[tex-hyphen] luatex and file names

Mon Aug 10 17:32:38 CEST 2015

> - What is the logic behind the idea of preloading some data in the
>   format with luatex?

  You mean as opposed to having them sit in a Lua file for packages to
load on demand?  I suppose the intent was that the formats would contain
enough (meta)data to be self-descriptive - and we wanted to include
hyphen.tex as \language0 anyway.  You’d have to ask the three co-authors
of luatex-hyphen (Khaled, Manuel, and Élie) directly, as I didn’t
contribute to that part of hyph-utf8 much, and I don’t think any of them
reads this list.

> - Is there any convention as how hyphenation files should be named?
>   Apparently most of them follow the pattern (load)hyph-LL (LL
>   = lang iso code) and (load)hyph-LL-SSSS (SSSS = script iso code),
>   but not all. (And of course, the encoding in the form .ec.)

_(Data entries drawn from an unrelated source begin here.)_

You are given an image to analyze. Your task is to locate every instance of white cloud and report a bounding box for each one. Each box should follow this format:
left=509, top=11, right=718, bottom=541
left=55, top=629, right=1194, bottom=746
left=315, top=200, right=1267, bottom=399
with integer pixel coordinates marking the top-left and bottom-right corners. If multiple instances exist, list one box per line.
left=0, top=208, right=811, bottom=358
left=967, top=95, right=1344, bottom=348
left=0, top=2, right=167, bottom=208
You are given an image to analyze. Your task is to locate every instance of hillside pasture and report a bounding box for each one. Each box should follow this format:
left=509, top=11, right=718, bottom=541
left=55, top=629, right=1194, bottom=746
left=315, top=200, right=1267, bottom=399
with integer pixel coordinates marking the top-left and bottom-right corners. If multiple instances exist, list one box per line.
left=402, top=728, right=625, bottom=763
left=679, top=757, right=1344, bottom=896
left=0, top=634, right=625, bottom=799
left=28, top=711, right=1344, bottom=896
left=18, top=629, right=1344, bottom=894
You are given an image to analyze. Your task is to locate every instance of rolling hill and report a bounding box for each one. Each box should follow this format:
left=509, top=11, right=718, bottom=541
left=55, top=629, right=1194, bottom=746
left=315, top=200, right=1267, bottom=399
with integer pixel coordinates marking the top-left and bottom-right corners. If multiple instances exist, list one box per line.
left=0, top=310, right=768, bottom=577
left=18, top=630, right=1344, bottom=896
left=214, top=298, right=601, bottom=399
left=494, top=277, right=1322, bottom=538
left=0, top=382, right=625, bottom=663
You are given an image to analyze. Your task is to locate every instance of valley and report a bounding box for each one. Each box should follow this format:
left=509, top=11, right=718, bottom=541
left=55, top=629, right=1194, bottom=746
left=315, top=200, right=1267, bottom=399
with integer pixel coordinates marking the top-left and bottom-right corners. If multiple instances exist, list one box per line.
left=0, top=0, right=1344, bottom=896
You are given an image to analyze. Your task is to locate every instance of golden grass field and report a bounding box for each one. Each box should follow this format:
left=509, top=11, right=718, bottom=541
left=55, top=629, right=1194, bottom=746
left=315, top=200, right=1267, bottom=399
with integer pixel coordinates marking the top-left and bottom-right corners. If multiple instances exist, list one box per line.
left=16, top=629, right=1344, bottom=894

  This part has been implemented by Mojca and me.  We follow BCP 47 that
is, to our knowledge, the only standard that allows to tag languages and
their variants to the level of precision that we need.  It is defined by
the IETF and consists of several of their RFCs (BCP stands for “Best
Current Practice”), currently RFC 5646 and 4647; see https://tools.ietf.org/html/bcp47
for the full text.

  It can have many elements; to sum up, any of the following can occur -
only the first element is mandatory, the rest is optional, and the order
is normative:

  * A language code (2-letter ISO 639-1, or, failing that, 3-letter ISO 639-3)
  * A script code (4-letter ISO 15924)
  * A country code (2-letter ISO 3166-1 or 3-digit UN M.49)
  * Additional elements defined in the register (5 to 8 letters or digits)
  * Private elements prefixed by -x-

  The registry is maintained by IANA at http://www.iana.org/assignments/language-subtag-registry

  This standard is very useful because, as mentioned, it allows great
precision, but it also encourages not to go into more detail than is
needed, and we make every effort to follow that - unlike many software
vendors that introduce a flurry of variants of Spanish, Portuguese, or
French with little actual differences (tagged as es-ES, es-MX, es-AR,
pt-PT, pt-BR, fr-FR, fr-BE, fr-CA, etc.).  For each of these three
languages we actually have only one set of patterns.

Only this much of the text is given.